When a positive integer n is divided by 19, what is the remainder?

1) n-17 is a multiple of 19
2) n-19 is a multiple of 17

Target question: When n is divided by 19, what is the remainder?

Statement 1: n-17 is a multiple of 19
----ASIDE-------------------------------------------
If N is a multiple of d, then we can write N = dk (for some integer k)
For example, if N is a multiple of 5, then we can write N = 5k (for some integer k)
----BACK TO THE QUESTION-------------------

If n-17 is a multiple of 19, then we can write: n - 17 = 19k
Add 17 to both sides to get: n = 19k + 17
In other words, n is 17 greater than some multiple of 19
So, when we divide n by 19, the remainder will be 17
Since we can answer the target question with certainty, statement 1 is SUFFICIENT

Statement 2: n-19 is a multiple of 17
We can write n-19 = 17k
Add 19 to both sides to get: n = 17k + 19
Hmmm, this information doesn't help us answer the target question
Consider these two contradictory cases:
Case a: if k = 1, then n = 17(1) + 19 = 36. When we divide 36 by 19, the answer to the target question is the remainder is 17
Case b: if k = 2, then n = 17(2) + 19 = 53. When we divide 53 by 19, the answer to the target question is the remainder is 15
Since we cannot answer the target question with certainty, statement 2 is NOT SUFFICIENT

Answer: A

Cheers,
Brent

[Max@Math Revolution]

=>

Forget conventional ways of solving math questions. For DS problems, the VA (Variable Approach) method is the quickest and easiest way to find the answer without actually solving the problem. Remember that equal numbers of variables and independent equations ensure a solution.

Since we have 1 variable (n) and 0 equations, D is most likely to be the answer. So, we should consider each of the conditions on its own first.

Condition 1)
n - 17 = 19*k for some integer k.
So, n = 19*k + 17, which means that n has a remainder of 17 when it is divided by 19.
Condition 1) is sufficient.

Condition 2)
Now, n - 19 = 17*m or n = 17*m + 19.
When m = 1, n = 36, and so n = 19*1 + 17 has a remainder of 17 when it is divided by 19.
When m = 2, n = 53, and so n = 19*2 + 15 has a remainder of 15 when it is divided by 19.
Since we don't have a unique remainder, condition 2) is not sufficient.

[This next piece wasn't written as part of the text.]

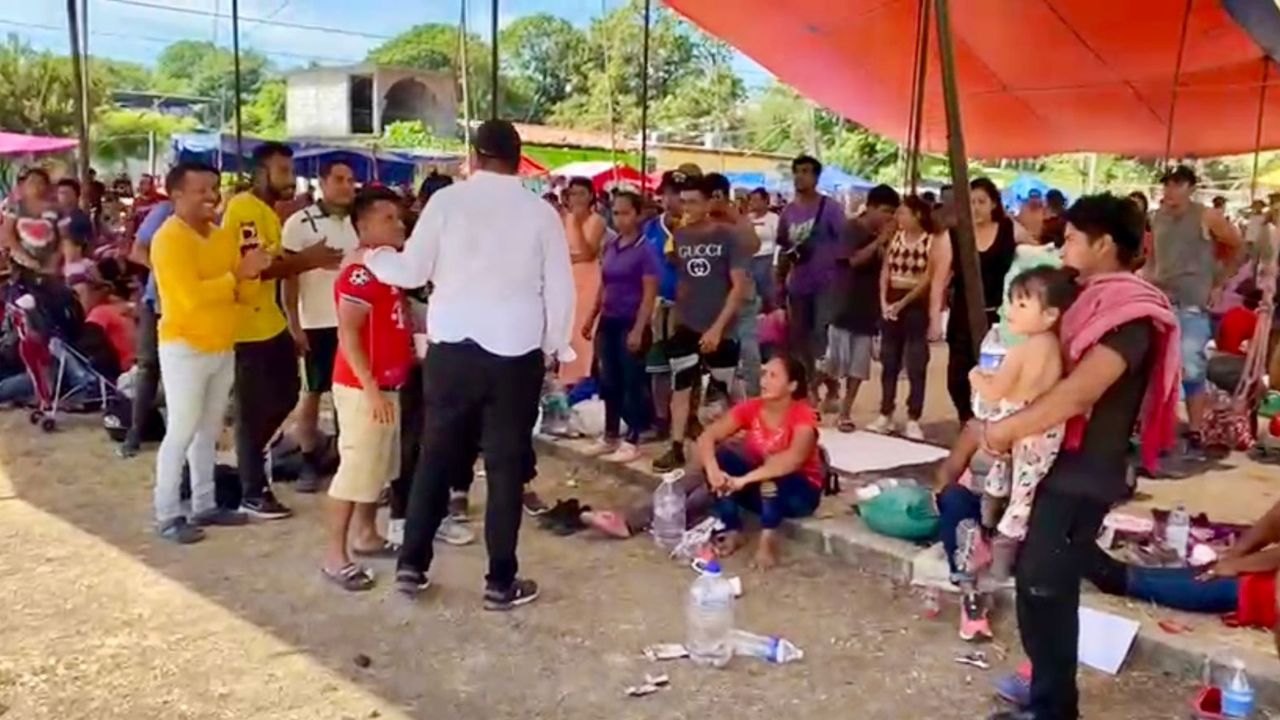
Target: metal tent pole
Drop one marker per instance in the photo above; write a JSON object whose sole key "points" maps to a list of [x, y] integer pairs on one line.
{"points": [[493, 59], [964, 246], [644, 99], [1257, 135], [240, 137], [1178, 77], [81, 98]]}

Therefore, A is the answer.
Answer: A

If the original condition includes "1 variable", or "2 variables and 1 equation", or "3 variables and 2 equations" etc., one more equation is required to answer the question. If each of conditions 1) and 2) provide an additional equation, there is a 59% chance that D is the answer, a 38% chance that A or B is the answer, and a 3% chance that the answer is C or E. Thus, answer D (conditions 1) and 2), when applied separately, are sufficient to answer the question) is most likely, but there may be cases where the answer is A,B,C or E.